Health Ministry urges vaccination after massive increase in measles cases
Ministry says 262 people have caught the potentially fatal disease so far in 2018, compared with only 9 in 2016
The Health Ministry on Tuesday urged parents to vaccinate their children after a massive increase in the number of reported measles cases so far in 2018.
Since the beginning of the year there have been 262 reported cases of measles, compared to only nine in all of 2016, and 33 cases in 2017, according to figures published on the ministry’s website.
The ministry said that 90 percent of the cases were people who had not been vaccinated or who had been in contact with people who had not been vaccinated.
The vaccination is 97% effective at preventing the disease for those who receive the first dose at 12 months and a booster shot in first grade, the ministry said.

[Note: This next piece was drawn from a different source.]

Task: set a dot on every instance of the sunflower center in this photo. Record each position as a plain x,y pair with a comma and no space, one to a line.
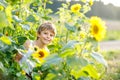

Ahead of the new school year, the ministry urged all parents to ensure that their children had been properly immunized.
It said that measles could leave lasting damage, and that it proved fatal on average for one out of 1,000 children who caught the disease.
World Health Organization data shows measles kills about 134,000 children a year.
Concerns about the MMR (measles, mumps and rubella) vaccine surfaced in 1998 when a British study, since discredited, linked it with autism.
While the study was found to be a fraud and the autism link debunked, vaccination rates have dropped in some countries as parents prevent children receiving their shots.
Last week US researchers said that Russian trolls and bots on Twitter had attempted to influence the debate in the US over vaccine safety.
“Did you know there was a secret government database of #vaccine-damaged children? #VaccinateUS,” said one of the tweets mentioned in the American Journal of Public Health.
Researchers from George Washington University, the University of Maryland and Johns Hopkins University studied the frequency of vaccine mentions by accounts suspected of being automated bots, or accounts linked to Russian propaganda campaigns, particularly the Kremlin-linked Internet Research Agency.
The study showed that “health communications have become ‘weaponized’: public health issues, such as vaccination, are included in attempts to spread misinformation and disinformation by foreign powers.”